Quella povera ragazza morta non sarà l’unica vittima in questa indagine dove il Mastino si troverà a dover muoversi tra borghesi arricchitisi con la guerra e i cantieri aperti a Brescia, la Leonessa d’Italia (in ricordo delle dieci giornate contro gli austriaci nelle guerre di indipendenza). Cantieri che raccoglievano tanti operai, che la sera si ritiravano nelle baracche in riva al Mella, lontano dagli occhi del regime.
Altre morti seguiranno in una scia che porterà il Mastino dritto dentro le trincee della grande guerra.

C’è il Villata investigatore, tenace, buon osservatore, capace di entrare in empatia con le vittime e con i testimoni, pur di catturare tutte le sensazioni delle persone che si trova davanti.

Un poliziotto che sa qual è il suo compito: scoprire i fatti, solo quelli, la nuda verità

Non sta a noi giudicare e punire, noi dobbiamo soltanto stabilire i fatti. Il nostro compito è il più importante, il più delicato.

Ma c’è anche un Fulvio Villata uomo, che un poco alla volta, ci viene raccontato dall’autore: nel suo passato c’è un dolore, per un amore mai dimenticato che gli è stato strappato e una promessa di prendersi comunque cura di sé. Pian piano capiremo il perché di questa sua solitudine e il vivere di ricordi sempre più lontani.

È passato tanto tempo, anche se devo ammettere che è dura farci l’abitudine. Forse però mi fa bene parlarne con qualcuno ogni tanto – disse accendendo un’altra sigaretta. – A volte ne ho talmente bisogno che ne parlo con me stesso, ad alta voce. Il fatto è che ci sono dei giorni in cui mi sembra di aver vissuto solo un sogno, tanto tempo fa. Ho una maledetta paura dello sbiadire dei ricordi, capisci?

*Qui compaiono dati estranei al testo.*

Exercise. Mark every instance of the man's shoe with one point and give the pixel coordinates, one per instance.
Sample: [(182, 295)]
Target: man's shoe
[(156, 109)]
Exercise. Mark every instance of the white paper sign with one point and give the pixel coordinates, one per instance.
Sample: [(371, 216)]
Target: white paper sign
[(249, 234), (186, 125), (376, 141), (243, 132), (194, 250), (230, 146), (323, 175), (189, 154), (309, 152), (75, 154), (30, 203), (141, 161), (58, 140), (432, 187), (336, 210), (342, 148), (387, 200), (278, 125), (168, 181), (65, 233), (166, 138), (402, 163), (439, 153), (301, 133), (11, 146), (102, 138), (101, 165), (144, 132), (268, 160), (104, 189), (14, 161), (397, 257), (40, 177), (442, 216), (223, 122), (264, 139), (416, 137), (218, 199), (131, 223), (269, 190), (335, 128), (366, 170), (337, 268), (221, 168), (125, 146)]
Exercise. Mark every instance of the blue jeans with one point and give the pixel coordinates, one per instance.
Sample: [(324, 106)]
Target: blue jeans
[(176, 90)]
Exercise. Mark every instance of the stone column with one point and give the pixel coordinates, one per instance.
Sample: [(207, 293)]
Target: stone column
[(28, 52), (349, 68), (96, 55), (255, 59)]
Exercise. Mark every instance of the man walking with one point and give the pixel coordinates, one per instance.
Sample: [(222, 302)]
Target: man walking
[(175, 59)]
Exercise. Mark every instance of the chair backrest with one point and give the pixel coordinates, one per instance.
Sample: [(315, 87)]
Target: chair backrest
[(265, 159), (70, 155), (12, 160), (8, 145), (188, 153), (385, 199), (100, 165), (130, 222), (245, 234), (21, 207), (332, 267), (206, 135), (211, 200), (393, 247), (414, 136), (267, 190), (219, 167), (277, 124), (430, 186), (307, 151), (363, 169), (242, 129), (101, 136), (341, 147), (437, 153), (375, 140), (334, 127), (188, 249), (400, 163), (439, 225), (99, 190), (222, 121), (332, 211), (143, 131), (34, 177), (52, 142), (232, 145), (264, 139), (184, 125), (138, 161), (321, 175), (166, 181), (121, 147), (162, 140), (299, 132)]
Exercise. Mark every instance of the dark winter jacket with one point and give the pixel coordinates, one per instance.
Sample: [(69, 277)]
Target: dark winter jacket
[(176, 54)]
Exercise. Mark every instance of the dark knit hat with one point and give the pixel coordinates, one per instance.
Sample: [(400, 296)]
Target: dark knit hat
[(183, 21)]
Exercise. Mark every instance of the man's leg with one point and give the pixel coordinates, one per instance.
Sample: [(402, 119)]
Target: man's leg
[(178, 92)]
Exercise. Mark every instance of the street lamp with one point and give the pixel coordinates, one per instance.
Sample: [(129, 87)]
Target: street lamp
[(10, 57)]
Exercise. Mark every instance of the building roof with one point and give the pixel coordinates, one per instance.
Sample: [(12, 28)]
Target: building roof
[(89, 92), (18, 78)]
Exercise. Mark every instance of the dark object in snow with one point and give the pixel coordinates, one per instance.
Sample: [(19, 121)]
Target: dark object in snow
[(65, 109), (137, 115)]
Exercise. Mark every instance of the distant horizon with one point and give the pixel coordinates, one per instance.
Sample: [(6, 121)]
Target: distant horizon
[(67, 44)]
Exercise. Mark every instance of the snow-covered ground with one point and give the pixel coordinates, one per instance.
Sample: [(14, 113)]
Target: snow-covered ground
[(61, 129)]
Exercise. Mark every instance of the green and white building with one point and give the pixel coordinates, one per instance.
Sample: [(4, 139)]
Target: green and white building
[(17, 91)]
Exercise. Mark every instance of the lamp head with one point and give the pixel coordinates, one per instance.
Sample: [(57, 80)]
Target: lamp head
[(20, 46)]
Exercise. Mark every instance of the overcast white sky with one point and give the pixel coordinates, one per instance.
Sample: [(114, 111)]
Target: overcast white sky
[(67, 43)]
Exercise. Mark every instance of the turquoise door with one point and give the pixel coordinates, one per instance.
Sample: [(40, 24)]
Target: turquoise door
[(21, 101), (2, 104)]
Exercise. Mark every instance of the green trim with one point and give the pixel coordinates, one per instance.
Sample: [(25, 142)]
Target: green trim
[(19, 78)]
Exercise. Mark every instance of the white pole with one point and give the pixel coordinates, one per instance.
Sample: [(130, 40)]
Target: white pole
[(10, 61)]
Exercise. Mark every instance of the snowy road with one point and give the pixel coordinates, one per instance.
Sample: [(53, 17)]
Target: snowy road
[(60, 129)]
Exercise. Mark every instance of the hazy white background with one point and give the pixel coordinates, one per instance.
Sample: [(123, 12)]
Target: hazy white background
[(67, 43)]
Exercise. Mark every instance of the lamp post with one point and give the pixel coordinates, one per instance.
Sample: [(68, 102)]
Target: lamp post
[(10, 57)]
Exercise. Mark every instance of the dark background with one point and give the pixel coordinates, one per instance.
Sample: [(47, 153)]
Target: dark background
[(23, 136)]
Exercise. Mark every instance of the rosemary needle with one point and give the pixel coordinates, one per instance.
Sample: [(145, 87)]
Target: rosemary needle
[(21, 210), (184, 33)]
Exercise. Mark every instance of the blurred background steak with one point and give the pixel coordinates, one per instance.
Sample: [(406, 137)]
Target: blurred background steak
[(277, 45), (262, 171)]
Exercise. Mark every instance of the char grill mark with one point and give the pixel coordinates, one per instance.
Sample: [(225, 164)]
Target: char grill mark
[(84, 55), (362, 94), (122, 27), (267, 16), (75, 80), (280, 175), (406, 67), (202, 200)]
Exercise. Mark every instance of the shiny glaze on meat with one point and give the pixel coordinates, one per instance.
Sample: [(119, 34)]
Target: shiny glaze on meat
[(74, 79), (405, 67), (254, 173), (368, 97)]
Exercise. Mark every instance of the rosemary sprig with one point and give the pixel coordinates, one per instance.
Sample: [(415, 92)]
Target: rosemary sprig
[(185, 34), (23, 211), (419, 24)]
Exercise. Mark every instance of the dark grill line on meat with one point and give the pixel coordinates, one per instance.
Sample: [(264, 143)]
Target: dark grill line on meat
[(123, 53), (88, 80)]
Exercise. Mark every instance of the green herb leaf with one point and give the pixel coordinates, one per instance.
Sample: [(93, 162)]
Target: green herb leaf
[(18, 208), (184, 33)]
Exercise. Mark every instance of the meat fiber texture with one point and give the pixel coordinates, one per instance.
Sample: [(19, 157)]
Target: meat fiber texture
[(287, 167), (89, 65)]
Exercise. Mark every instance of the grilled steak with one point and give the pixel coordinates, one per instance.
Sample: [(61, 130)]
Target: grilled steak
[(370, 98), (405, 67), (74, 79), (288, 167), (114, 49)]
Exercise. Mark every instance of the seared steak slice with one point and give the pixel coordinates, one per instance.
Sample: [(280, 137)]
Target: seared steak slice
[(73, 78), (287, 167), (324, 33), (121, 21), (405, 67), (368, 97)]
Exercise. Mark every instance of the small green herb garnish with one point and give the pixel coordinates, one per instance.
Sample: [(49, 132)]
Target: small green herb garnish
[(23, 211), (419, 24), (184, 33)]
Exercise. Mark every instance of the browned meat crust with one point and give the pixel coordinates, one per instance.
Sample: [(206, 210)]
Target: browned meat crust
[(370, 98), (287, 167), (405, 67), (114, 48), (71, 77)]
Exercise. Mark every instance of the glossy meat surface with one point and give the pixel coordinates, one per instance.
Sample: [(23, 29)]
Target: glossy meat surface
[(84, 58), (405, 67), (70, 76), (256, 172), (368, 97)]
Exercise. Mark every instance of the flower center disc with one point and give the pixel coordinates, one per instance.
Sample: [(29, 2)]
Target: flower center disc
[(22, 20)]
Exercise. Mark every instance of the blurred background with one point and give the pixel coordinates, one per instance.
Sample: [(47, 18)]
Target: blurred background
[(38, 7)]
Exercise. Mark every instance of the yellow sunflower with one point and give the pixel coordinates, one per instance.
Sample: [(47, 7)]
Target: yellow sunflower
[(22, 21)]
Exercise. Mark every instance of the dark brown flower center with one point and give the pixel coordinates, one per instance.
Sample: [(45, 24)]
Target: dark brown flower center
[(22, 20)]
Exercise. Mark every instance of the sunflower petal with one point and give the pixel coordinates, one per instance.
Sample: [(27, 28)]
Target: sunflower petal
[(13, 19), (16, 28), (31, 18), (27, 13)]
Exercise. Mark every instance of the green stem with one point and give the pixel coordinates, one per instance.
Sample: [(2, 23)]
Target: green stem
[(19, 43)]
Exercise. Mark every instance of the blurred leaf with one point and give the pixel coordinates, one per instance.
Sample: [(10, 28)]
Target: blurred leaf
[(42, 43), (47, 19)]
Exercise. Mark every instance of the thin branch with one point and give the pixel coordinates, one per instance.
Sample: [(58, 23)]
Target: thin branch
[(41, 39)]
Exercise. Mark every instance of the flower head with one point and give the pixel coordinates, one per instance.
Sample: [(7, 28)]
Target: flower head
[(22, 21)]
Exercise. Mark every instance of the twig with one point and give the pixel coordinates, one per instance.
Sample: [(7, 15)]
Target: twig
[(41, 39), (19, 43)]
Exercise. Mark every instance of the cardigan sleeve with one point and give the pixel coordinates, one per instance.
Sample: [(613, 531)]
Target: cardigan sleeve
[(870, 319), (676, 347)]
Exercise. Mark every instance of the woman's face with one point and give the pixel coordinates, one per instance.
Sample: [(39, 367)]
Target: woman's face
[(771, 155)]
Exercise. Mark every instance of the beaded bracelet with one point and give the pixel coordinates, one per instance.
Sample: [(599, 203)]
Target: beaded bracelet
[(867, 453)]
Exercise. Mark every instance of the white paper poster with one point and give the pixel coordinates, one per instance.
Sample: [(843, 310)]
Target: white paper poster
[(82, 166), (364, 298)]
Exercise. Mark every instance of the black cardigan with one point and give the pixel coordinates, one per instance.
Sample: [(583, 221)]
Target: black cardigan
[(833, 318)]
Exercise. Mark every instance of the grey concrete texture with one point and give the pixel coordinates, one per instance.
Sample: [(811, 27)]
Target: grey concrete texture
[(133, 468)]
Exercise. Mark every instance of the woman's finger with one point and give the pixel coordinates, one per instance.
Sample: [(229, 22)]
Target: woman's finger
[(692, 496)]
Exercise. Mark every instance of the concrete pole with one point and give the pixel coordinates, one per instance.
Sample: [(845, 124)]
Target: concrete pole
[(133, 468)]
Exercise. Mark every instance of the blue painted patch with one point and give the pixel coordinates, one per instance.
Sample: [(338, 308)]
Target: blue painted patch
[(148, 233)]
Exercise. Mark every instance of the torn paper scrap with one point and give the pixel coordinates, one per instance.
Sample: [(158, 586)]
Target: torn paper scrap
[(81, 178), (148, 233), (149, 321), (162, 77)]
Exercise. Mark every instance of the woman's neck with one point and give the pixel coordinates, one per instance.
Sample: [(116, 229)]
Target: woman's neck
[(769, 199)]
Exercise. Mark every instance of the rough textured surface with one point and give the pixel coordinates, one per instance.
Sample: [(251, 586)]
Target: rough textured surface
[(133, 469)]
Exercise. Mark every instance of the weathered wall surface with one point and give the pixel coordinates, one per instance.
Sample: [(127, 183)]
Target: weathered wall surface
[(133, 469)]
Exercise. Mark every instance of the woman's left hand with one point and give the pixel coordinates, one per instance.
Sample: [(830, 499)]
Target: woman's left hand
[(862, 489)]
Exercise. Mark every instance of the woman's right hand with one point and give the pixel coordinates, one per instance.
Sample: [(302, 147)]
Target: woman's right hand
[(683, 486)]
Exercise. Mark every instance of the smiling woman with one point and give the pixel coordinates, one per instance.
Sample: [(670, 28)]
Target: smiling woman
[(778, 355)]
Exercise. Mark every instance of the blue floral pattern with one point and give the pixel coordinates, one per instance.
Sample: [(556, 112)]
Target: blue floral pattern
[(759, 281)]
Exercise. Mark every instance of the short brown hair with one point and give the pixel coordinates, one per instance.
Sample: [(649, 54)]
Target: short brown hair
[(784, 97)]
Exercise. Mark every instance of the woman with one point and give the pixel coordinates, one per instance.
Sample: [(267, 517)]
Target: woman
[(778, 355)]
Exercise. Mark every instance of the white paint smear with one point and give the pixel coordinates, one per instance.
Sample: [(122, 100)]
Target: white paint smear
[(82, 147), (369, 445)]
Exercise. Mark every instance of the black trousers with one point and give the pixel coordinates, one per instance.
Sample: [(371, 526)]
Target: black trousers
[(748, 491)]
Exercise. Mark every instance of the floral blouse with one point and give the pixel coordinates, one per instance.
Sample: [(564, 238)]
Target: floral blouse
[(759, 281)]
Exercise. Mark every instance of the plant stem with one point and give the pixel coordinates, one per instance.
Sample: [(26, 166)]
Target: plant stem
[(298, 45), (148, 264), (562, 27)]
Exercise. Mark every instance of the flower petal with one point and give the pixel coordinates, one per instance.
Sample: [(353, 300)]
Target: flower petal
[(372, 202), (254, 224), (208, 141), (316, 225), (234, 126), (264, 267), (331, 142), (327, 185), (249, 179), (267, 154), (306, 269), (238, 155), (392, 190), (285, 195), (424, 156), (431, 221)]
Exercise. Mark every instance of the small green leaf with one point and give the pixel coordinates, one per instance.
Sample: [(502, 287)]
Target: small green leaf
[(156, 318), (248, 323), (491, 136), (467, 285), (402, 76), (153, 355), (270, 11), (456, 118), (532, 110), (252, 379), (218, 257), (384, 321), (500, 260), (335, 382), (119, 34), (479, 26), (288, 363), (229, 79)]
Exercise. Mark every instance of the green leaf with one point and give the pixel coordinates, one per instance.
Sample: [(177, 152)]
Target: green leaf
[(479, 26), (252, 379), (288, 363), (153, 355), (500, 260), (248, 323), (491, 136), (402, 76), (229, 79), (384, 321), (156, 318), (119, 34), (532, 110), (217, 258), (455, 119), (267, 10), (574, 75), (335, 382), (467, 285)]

Sullo sfondo, questa città, Brescia o Brizia, con dentro tante anime, da quella di epoca romana fino a quella medioevale e poi all’impronta lasciata da Venezia.

Una città che fa da quinta alle mosse di questo commissario che gira sfuggente per le le sue stradine e per i suoi vicoli lasciandosi dietro la scia del fumo delle sue sigarette Giubek.